Le relais du 4x100 m a frappé un grand coup lors du meeting de Genève. Riccarda Dietsche, Ajla Del Ponte, Mujinga Kambundji et Salomé Kora ont signé la meilleure performance de l'année en 42''42.

Le quatuor est resté à 0''24 du record de Suisse établi lors des Championnats du monde 2019 à Doha. Elles ont battu les Pays-Bas, 2es en 42''82 avec notamment Dafne Schippers en deuxième relayeuse.

Les sprinteuses ont eu droit à une autre course dans l'après-midi, un 100 m remporté par Mujinga Kambundji en 11''07 devant Salomé Kora en 11''12 et Ajla Del Ponte en 11''18. La Bernoise affichait un large sourire à l'heure de l'interview: "J'étais encore fatiguée de Florence (réd: elle a réalisé 22''60 jeudi soir). Mais c'est vraiment super, je me sens super bien."

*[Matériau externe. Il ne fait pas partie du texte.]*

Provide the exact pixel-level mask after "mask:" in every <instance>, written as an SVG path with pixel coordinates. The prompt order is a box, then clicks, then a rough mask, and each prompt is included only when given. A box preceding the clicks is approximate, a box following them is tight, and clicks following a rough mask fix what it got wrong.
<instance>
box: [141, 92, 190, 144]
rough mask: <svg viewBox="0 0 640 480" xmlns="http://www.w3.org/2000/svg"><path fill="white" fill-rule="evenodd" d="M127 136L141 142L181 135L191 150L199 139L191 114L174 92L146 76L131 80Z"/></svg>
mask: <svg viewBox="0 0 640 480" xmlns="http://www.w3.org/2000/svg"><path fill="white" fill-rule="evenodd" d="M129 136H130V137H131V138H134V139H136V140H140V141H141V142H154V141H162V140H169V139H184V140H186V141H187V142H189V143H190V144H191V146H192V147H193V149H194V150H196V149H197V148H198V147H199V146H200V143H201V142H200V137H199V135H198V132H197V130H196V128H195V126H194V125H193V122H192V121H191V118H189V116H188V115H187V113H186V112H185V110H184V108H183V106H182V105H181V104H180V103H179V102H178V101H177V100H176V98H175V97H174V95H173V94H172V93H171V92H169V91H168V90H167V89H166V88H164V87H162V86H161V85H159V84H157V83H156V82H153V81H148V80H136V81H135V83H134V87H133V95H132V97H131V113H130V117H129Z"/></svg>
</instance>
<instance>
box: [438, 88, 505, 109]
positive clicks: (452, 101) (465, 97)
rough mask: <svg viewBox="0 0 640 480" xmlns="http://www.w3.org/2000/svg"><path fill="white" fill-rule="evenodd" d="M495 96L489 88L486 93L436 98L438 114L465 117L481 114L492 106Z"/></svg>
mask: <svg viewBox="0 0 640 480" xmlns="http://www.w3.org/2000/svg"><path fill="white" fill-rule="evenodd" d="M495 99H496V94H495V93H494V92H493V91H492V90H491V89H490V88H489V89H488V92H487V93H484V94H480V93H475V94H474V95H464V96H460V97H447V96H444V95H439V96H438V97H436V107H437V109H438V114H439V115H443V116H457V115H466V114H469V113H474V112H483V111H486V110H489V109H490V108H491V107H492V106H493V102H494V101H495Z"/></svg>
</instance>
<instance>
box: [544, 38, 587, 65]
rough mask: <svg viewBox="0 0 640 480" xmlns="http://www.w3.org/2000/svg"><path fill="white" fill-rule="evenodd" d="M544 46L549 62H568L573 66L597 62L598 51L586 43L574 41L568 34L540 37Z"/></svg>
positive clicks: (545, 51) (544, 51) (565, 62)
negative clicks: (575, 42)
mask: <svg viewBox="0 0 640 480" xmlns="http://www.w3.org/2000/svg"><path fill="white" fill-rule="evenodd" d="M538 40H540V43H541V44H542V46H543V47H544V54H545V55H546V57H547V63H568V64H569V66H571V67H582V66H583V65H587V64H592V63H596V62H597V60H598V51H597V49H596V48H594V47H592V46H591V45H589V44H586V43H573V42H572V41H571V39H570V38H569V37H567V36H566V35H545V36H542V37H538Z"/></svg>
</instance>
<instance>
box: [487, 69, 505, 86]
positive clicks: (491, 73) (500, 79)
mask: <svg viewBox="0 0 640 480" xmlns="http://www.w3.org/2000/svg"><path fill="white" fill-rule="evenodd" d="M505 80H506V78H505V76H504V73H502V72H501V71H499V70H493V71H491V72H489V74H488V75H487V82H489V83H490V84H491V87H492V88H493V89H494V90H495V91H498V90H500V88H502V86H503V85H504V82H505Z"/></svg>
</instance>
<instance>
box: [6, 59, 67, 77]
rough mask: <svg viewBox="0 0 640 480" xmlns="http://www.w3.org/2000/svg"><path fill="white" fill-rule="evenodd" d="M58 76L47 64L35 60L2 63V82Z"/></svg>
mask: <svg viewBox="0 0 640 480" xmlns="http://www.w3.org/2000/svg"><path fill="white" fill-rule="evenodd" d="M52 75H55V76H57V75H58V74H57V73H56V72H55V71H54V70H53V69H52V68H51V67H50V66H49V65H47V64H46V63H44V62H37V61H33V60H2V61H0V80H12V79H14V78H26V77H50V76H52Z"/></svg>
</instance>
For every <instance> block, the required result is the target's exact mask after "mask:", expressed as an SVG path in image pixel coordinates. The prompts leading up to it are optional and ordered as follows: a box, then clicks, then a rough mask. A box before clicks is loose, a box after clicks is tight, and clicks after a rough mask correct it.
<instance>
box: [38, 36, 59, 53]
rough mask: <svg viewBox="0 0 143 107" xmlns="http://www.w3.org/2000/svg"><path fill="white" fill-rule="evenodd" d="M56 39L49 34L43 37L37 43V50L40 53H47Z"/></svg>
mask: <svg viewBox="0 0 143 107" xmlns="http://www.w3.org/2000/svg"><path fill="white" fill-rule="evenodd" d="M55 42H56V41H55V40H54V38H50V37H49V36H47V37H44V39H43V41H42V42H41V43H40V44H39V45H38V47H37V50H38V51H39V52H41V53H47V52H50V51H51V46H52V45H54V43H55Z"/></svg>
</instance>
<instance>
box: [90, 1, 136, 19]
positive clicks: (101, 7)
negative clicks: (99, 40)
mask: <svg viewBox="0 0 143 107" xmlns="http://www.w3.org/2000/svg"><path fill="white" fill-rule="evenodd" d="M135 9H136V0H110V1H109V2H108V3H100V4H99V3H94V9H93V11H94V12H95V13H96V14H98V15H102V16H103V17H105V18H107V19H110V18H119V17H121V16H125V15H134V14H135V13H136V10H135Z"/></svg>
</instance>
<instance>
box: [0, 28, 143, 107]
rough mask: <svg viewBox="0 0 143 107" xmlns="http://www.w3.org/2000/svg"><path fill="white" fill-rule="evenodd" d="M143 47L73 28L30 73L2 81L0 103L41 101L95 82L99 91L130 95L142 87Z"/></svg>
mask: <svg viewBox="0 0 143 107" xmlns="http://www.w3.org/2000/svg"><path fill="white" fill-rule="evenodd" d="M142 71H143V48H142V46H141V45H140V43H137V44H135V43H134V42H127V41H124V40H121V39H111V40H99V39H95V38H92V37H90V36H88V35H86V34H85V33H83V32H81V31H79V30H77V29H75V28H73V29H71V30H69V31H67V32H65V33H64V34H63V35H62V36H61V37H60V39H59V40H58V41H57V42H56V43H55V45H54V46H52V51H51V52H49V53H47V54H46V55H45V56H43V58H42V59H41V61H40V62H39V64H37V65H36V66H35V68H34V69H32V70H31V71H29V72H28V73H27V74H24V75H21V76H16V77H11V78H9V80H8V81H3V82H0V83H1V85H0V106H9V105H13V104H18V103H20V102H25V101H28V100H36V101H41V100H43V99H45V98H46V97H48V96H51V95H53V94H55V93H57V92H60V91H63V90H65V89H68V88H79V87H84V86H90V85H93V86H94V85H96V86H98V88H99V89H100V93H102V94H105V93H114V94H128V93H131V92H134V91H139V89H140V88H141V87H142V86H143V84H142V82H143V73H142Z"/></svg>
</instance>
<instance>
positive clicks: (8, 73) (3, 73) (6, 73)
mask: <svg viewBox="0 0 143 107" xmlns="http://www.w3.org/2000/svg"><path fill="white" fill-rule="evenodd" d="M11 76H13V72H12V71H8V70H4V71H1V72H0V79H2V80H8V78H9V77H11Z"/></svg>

Freinée la saison dernière et privée de saison en salle, Kambundji est la Suissesse la plus en forme pour le moment. Ajla Del Ponte, qui a dû se remettre du covid, a amélioré son meilleur temps de la saison et la courbe se veut ascendante. La "surprise" est venue de Salomé Kora qui a battu son record personnel d'un centième.

Sur 400 m haies, Kariem Hussein retrouve petit à petit la forme. Le Thurgovien, champion d'Europe en 2014, a couvert son tour de piste en 49''29. Il a terminé 4e d'une course remportée par l'Estonien Rasmus Mägi en 48''49.